If you are using your WordPress blog site for some serious, it goes without saying that the security should be of top priority right from the day one. There are many levels of WordPress security which need to be taken care of, however, in this post we shall discuss some of the basic measures which every WordPress site should take care of right from the start. There are many reasons for starting out on security early. Apart from the cliché ‘Prevention is better than cure’, it is also easier to implement effective security measures on a fresh blog site than an established one.
There are certain assumptions that we follow throughout the tutorial. We assume that you are aware of the basics of WordPress i.e. know how to navigate through the dashboard and understand, at least superficially, the structure of a WordPress site. Since, we are going to start at the basics, the learning curve for the tutorial won’t be very steep, because we shall cover most of the things in details.
Backup Data
Like all the WordPress maintenance and tweaks, this too start with backing up your data. We wouldn’t want any loss to your data if something goes seriously wrong during implementation of these security measures. If you have used WordPress long enough, you might already have a favorite plugin for backing up. As for our recommendation, you can use Backup Buddy plugin (it is very simple to use, and most of the users sail through without any jitters).
Update and Update
Keeping the setup updated is a very important security measure. New WordPress releases often fix bugs and other known weaknesses in the site. Since, this is a cumulative process, it is advised to stay updated all the time. So, every time you are notified in the admin panel that a new version of WordPress is available it is strongly advised that you update. As an auxiliary advice, make sure that you backup data before clicking the update link, because there are a 100 things which can go wrong in the update process.
Securing the Server
After you have finished installing WordPress on a server, make sure that it is secure. Preliminary investigation would be to see if the directories are visible from the Web. This is a not a very rare problem, and if it is there you will leave your WordPress site vulnerable in the worst possible way. There are many ways to ensure that the directories are not visible from the Web.

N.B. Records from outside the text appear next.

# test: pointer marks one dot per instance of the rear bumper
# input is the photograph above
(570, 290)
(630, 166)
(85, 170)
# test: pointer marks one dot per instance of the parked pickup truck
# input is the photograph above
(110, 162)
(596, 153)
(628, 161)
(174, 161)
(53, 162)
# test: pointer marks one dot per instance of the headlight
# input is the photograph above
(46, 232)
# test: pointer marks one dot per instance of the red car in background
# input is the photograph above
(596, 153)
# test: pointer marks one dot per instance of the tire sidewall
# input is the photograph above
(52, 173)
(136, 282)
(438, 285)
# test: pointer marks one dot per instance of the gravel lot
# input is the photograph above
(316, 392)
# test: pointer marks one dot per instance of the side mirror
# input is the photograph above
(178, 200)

- Find a Secured WordPress Hosting Solution. It’s nothing more than important that your web host know how to secure your WordPress site at system level and apply OS patch on time. Only your WordPress Hosting is secured than your WordPress site could be secured. If you don’t know how to choose, you can refer to our Best WordPress Hosting list, or use HostUCan WordPress Hosting search tool to find a good one.
- Include a blank index.html file. Every time a browser is directed to the directory, it would be automatically be directed to the blank index HTML file.
- Editing robot.txt file. Adding Disallow: /wp-* to the robot.txt file. Doing so will hide any folder starting with ‘wp-’ from public view. Of course, if you want to secure the whole of the server, it is better to include all the folders in the Disallow command.
- Checking FTP permissions. Ensure that people who have the access to the folders, are the authorized to do so. Look for 777 permissions. Lessen these permissions for critical WordPress folders and files to a level in which it is not editable in the public domain. In the FTP terminal you can use chown and chmod commands to change permissions. This step is a little critical, because there are files which actually need special permissions to function under the WordPress framework. So, make sure you don’t end up messing with critical privileges.
In Summary
After doing all that’s written in this post, you are certainly not done with security. As was mentioned earlier, these are just the basic level measures. You have certainly completed the first step to many of the advanced level security measures. It goes without saying that Security is a vital aspect of any online endeavor. The depth to which you should go in order to implement security depends on the type of the blog you run. If you own a site which stores sensitive information or customer data, then some extra care should be taken. On the other hand, if the blog is for personal purposes, these basic steps would suffice. Keep WordPress updated and you are done!